Myths about Cloud Native Finance Management tools (2/3)

Desmond Chan

CPO AND CO-FOUNDER

Kalpesh Bhandari

Lead Product Developer

Omprakash Mishra

PRODUCT ARCHITECT

Organizations move to the cloud thinking that the flexible cloud environments would mean less cost for running their workloads. Oftentimes they find out the opposite is true. 

In those cases they start to find opportunities to optimize their cloud deployments. They seek optimization opportunities in rightsizing, minimizing unused resources, buying new reserved instances and savings plans, implementing startup / shutdown schedules on non-production resources, consolidating their containers onto the same hosts, and more. 
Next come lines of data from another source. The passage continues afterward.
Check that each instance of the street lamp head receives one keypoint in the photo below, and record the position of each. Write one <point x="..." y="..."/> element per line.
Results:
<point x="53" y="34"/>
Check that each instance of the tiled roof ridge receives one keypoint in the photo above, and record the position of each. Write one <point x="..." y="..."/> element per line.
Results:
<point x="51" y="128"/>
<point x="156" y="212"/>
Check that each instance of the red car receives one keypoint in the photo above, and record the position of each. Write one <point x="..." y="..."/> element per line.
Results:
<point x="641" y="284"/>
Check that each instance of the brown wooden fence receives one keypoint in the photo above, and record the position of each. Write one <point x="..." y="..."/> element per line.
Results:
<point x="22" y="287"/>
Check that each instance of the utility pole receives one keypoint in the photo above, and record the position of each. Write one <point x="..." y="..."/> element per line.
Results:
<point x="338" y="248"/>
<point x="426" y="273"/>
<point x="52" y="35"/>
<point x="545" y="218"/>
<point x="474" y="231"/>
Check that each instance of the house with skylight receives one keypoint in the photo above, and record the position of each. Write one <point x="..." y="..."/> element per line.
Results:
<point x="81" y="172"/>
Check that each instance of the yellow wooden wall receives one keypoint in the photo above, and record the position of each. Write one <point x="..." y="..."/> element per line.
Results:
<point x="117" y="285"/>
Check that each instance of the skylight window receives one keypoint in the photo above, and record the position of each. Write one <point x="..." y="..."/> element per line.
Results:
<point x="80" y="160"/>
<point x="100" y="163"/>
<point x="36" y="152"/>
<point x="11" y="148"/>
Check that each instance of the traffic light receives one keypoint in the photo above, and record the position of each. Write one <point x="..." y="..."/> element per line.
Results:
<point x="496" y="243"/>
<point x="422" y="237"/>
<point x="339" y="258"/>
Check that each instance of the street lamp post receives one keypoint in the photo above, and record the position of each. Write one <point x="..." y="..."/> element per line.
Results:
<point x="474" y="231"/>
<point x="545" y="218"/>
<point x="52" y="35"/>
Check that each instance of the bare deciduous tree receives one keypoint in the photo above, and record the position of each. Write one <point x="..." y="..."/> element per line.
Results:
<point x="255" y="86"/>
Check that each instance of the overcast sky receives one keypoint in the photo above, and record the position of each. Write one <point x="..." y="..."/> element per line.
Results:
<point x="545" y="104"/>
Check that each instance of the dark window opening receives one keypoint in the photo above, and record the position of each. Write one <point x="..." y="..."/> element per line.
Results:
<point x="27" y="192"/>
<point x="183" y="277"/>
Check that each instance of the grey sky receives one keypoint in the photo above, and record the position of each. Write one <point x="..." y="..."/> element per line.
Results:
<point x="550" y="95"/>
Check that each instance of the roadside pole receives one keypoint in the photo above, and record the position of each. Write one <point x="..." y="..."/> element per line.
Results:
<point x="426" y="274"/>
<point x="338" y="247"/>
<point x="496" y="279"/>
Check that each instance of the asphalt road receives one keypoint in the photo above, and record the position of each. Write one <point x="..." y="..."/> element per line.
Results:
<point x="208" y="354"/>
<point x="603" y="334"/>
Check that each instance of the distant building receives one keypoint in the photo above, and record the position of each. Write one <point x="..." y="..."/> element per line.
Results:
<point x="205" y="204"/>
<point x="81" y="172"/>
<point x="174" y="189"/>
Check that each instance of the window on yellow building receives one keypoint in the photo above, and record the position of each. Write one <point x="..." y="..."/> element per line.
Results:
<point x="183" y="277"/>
Can they maximize their cost optimization opportunities using the cloud native finance management tools? The answer is no. Let’s explore the reality in this blog post.

The myths around cost optimization

Optimizations are not created equal. The cloud native finance management tools, such as AWS Cost Explorer, Azure Cost Management, GCP Compute Engine, do provide cost optimization recommendations. And yet are they sufficient? Let’s read on…

Myth 1: Rightsizing recommendations are created equal  

Reality is rightsizing recommendations are not created equal. As you can appreciate, the more abundant the data the more accurate the statistical analysis. AWS Cost Explorer uses 7 days of historical data, Azure Advisor uses 14 days of data. If your resource activities fluctuate outside of the 1 – 2 week window, the analysis can be off. You need recommendations created from longer history or a configurable amount of time window.

 

Furthermore, rightsizing analysis should include as much resource utilization data as possible including CPU, memory, bandwidth and more. AWS Cost Explorer only uses CPU utilization data for their analysis. 

Myth 2: Cloud native finance management tools cover all grounds in terms of showing you the underutilized or unused resources, including virtual instances, storage, containers, and more. 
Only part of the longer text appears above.